Anyone who has learnt to speak Thai understands the difficulty of the task. Mastering a new vocabulary, grammar, and syntax requires patience and practice, and if one is persistence, after a few years, you find yourself speaking and understanding the language.

Why is learning a new language such as Thai so difficult. Part of the answer is that our brains have been wired for a grammar and syntax template that is alien to its counterpart in Thai. That is what makes literal translations, well, so literal, and often so over the top funny. There are entire websites devoted to the humorous translations found throughout the world.

Menus are another constant source of amusement.

And to accompany your rude chicken, you’ll need something else such as:

Leaving aside the humour of signs and menus, some serious research is being done into how learning a language wires out brain in perceive patterns in a particular way. If you speak Russian, English, German, Spanish, French, Chinese, Japanese, or Thai you will have a different perception of time, space, direction, and color are a few examples.

In Thai the jai phrases create a universe of the heart that isn’t found in another language. Over the years as I revised my book Heart Talk, I continued to expand the metaphors in Thai that used heart in a descriptive way to express emotions, relationships, cultural norms, and social dealings. It was one thing to learn the phrases, it has been another to rewire the brain to automatically perceive the circumstances or situations in terms of a heart phrase.

On The Edge website, I came across LERA BORODITSKY who is an assistant professor of psychology, neuroscience, and symbolic systems at Stanford University, who has given some answers to the question: HOW DOES OUR LANGUAGE SHAPE THE WAY WE THINK?

“People's ideas of time differ across languages in other ways. For example, English speakers tend to talk about time using horizontal spatial metaphors (e.g., "The best is ahead of us," "The worst is behind us"), whereas Mandarin speakers have a vertical metaphor for time (e.g., the next month is the "down month" and the last month is the "up month"). Mandarin speakers talk about time vertically more often than English speakers do, so do Mandarin speakers think about time vertically more often than English speakers do? Imagine this simple experiment. I stand next to you, point to a spot in space directly in front of you, and tell you, "This spot, here, is today. Where would you put yesterday? And where would you put tomorrow?" When English speakers are asked to do this, they nearly always point horizontally. But Mandarin speakers often point vertically, about seven or eight times more often than do English speakers.”

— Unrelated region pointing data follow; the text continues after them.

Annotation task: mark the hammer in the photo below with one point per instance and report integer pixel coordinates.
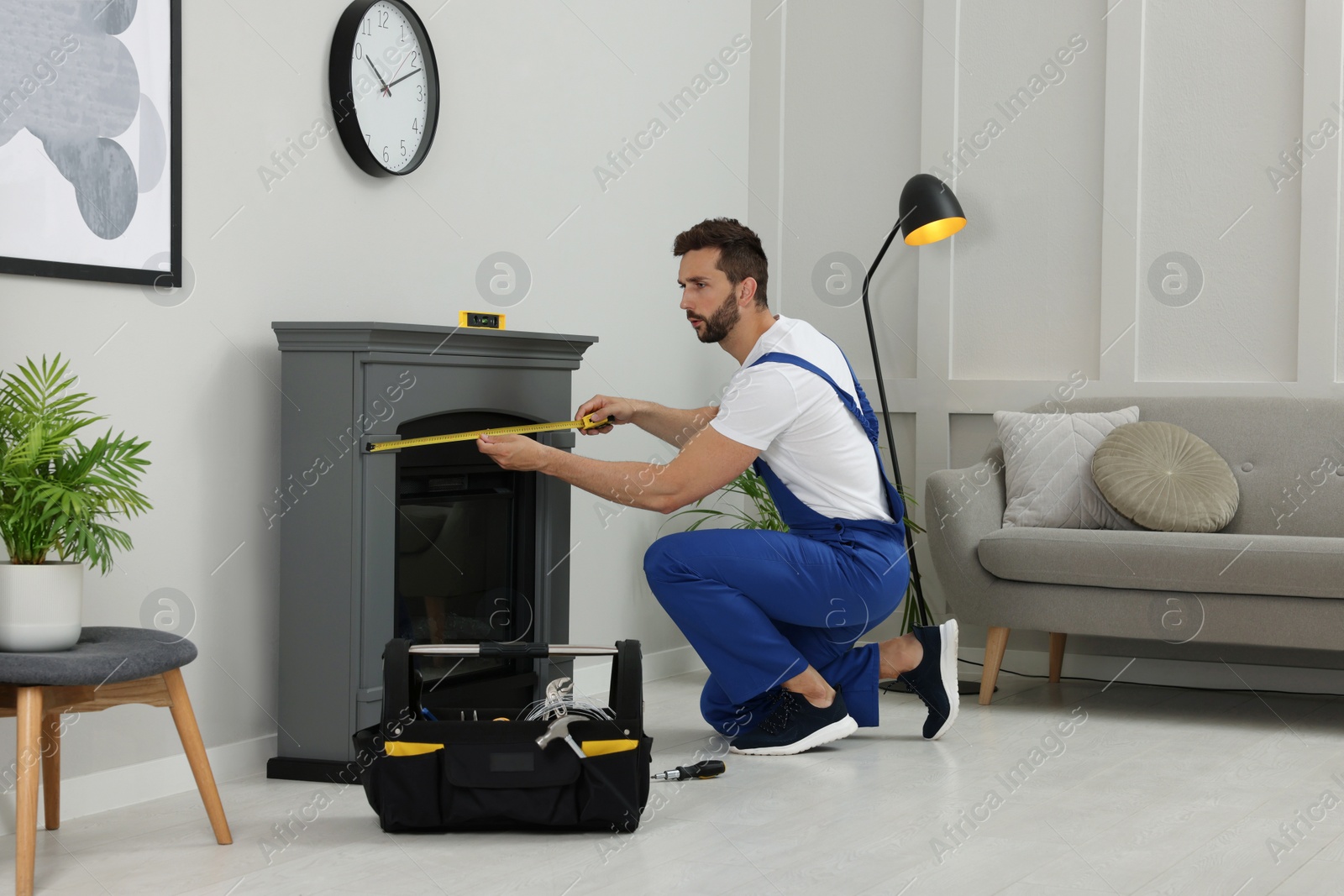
(561, 728)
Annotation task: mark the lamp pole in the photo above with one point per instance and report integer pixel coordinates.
(921, 606)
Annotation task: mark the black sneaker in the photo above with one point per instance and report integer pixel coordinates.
(934, 680)
(796, 726)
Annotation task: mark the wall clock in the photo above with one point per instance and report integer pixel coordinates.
(385, 86)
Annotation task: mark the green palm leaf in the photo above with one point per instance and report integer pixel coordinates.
(58, 493)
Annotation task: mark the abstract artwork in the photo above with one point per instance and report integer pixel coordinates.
(91, 140)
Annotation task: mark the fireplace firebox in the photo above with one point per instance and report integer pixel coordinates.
(433, 543)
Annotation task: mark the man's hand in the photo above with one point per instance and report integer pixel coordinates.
(620, 410)
(514, 452)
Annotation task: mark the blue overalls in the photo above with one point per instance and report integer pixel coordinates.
(759, 606)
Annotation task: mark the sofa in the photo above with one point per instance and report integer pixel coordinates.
(1273, 577)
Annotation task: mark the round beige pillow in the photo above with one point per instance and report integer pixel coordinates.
(1164, 477)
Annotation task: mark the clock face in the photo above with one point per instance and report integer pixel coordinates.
(386, 93)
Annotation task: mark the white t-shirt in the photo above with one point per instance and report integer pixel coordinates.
(816, 448)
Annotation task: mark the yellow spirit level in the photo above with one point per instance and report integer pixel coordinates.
(480, 320)
(586, 423)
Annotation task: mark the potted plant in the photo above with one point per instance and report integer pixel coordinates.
(57, 496)
(759, 512)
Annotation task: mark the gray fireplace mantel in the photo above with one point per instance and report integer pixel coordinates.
(427, 338)
(346, 385)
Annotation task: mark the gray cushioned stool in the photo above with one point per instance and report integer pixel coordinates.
(108, 668)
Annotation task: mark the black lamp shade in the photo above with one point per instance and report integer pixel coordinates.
(929, 211)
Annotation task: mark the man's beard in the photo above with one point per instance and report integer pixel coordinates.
(721, 322)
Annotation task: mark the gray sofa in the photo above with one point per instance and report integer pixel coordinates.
(1273, 577)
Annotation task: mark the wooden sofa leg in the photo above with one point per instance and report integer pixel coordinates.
(1057, 654)
(995, 647)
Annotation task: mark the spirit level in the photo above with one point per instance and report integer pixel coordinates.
(480, 320)
(586, 423)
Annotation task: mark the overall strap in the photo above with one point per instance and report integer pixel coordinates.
(860, 410)
(866, 416)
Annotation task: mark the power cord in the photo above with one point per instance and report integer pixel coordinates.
(1144, 684)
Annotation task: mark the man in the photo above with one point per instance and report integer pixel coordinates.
(774, 616)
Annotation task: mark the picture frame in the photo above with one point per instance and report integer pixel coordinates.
(91, 140)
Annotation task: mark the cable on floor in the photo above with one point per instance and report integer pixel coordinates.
(1144, 684)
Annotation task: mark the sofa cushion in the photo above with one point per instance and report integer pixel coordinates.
(1047, 469)
(1200, 562)
(1164, 477)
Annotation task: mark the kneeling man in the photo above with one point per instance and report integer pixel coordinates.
(774, 616)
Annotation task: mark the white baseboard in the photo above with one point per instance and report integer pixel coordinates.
(128, 785)
(1186, 673)
(663, 664)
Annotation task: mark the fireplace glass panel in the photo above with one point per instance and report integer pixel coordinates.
(465, 537)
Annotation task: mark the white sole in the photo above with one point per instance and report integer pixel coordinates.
(948, 671)
(835, 731)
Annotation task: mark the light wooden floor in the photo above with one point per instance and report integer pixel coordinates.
(1158, 792)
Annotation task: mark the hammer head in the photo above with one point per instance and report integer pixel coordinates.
(558, 731)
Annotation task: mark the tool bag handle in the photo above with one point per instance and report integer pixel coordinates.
(627, 694)
(396, 687)
(402, 685)
(512, 651)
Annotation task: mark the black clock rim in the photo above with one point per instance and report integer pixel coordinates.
(343, 89)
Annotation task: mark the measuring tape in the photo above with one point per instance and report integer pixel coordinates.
(586, 423)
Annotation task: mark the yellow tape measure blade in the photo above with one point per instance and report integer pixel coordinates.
(586, 423)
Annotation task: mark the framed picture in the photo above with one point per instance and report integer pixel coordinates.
(91, 140)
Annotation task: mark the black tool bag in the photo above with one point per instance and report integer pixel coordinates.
(472, 773)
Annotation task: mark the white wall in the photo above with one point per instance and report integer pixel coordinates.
(1155, 140)
(535, 96)
(1156, 136)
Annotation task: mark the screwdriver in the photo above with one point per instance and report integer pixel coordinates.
(707, 768)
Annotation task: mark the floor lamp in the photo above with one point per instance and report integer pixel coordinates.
(929, 212)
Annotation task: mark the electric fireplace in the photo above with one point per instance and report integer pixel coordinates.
(433, 543)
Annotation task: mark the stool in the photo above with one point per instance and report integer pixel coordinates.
(108, 668)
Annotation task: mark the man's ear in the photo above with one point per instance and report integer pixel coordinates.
(748, 291)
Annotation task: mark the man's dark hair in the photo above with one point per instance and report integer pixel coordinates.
(739, 250)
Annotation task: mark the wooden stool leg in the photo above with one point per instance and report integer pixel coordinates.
(195, 748)
(51, 770)
(995, 647)
(1057, 653)
(29, 718)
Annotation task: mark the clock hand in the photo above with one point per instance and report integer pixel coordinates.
(405, 76)
(386, 90)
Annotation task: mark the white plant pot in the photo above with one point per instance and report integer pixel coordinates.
(40, 606)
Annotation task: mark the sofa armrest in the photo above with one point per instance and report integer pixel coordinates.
(961, 506)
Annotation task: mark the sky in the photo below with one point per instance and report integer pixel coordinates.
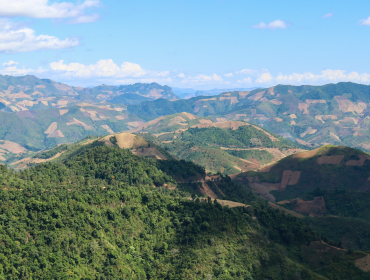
(187, 44)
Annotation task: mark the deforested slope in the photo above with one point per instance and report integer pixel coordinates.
(228, 147)
(102, 213)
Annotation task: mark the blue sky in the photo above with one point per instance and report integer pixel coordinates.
(190, 44)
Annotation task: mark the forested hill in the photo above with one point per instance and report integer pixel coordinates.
(97, 215)
(312, 115)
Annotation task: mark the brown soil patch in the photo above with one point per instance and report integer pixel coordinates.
(56, 134)
(347, 106)
(272, 138)
(309, 130)
(149, 152)
(303, 107)
(266, 168)
(257, 96)
(330, 159)
(135, 124)
(77, 122)
(359, 162)
(325, 117)
(107, 128)
(176, 120)
(294, 178)
(63, 111)
(308, 154)
(228, 124)
(363, 263)
(51, 128)
(262, 190)
(233, 99)
(148, 124)
(286, 178)
(23, 163)
(224, 203)
(313, 208)
(127, 140)
(275, 206)
(189, 116)
(12, 147)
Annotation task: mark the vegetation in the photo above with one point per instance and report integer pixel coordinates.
(97, 216)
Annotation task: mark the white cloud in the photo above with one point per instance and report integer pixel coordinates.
(245, 81)
(326, 76)
(264, 78)
(105, 69)
(10, 63)
(203, 80)
(85, 19)
(44, 9)
(276, 24)
(10, 68)
(328, 15)
(365, 21)
(15, 38)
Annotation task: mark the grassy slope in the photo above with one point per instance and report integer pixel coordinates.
(68, 225)
(203, 145)
(286, 102)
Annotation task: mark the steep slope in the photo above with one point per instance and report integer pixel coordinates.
(32, 131)
(226, 146)
(97, 215)
(31, 93)
(329, 185)
(328, 167)
(313, 115)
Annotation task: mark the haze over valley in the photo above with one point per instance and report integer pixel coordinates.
(184, 140)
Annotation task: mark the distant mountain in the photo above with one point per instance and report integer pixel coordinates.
(186, 93)
(227, 147)
(329, 184)
(312, 115)
(23, 133)
(31, 93)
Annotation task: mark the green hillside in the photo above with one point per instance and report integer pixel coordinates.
(226, 147)
(96, 215)
(328, 167)
(329, 185)
(313, 115)
(30, 131)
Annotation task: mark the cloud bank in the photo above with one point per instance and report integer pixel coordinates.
(15, 38)
(44, 9)
(108, 72)
(276, 24)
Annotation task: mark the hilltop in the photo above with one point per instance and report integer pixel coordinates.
(312, 115)
(105, 212)
(327, 167)
(225, 146)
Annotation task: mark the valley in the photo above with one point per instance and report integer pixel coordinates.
(140, 183)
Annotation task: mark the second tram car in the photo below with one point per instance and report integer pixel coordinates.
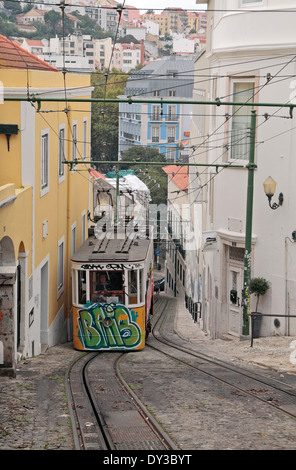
(112, 284)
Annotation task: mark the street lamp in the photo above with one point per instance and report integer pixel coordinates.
(269, 189)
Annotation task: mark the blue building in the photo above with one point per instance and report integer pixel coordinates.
(166, 126)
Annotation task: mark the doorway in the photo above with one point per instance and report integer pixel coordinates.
(235, 279)
(44, 304)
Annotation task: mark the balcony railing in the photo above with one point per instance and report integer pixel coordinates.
(171, 117)
(156, 117)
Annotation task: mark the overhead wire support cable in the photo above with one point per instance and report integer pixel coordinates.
(131, 100)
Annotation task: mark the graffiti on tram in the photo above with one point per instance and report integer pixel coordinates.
(105, 326)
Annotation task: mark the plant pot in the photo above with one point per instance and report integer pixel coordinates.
(256, 324)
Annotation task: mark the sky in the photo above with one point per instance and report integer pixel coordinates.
(162, 4)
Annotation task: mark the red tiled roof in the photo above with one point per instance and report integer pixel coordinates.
(13, 56)
(35, 42)
(178, 174)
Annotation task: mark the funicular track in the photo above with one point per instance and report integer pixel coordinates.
(258, 385)
(105, 413)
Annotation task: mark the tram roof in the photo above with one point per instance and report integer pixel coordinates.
(105, 249)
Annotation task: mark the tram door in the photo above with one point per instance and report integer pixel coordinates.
(235, 287)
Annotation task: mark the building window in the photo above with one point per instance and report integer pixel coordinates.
(156, 112)
(171, 133)
(241, 120)
(170, 154)
(171, 113)
(155, 134)
(61, 266)
(61, 153)
(44, 162)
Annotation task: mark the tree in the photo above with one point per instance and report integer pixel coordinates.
(142, 154)
(52, 20)
(258, 286)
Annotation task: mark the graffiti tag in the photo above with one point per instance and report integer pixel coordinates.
(108, 326)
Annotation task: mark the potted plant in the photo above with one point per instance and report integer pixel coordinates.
(258, 286)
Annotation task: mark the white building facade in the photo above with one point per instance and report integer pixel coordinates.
(247, 63)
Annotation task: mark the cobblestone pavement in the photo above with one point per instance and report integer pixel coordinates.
(34, 413)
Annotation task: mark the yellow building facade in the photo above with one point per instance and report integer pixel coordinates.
(44, 203)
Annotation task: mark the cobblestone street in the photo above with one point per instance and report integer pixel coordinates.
(34, 413)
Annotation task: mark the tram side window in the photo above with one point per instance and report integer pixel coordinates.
(81, 287)
(106, 286)
(141, 285)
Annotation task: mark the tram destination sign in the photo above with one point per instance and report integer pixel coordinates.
(111, 266)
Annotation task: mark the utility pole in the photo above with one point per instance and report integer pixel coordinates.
(248, 234)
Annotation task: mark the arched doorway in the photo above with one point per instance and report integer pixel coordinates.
(7, 306)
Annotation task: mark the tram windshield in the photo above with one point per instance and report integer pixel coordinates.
(106, 286)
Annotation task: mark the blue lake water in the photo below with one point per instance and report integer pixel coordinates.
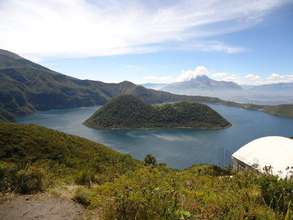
(179, 148)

In Thai, the way people refer to the past and present has a loose, stretched out feeling to it. Over the years, I’ve heard Foreigners complain that Thais are late for appointments. Yes, and they often blame traffic jams. Sometimes that may be true. Mostly though, lateness is our perception. English speakers are wired to view time with a high degree of precision. We aren’t as able to flip over to the idea that time is about morning, afternoon and night. That is a range of hours and anytime within that range is “on time.” Of course, like most generalizations, there are Thais who are more precise about time than an English speaker and English speakers who live in a time warp of their own making. But as a general rule the language of time creates an expectation; and that language differs and when those difference are ignored conflicts and misunderstandings come into play.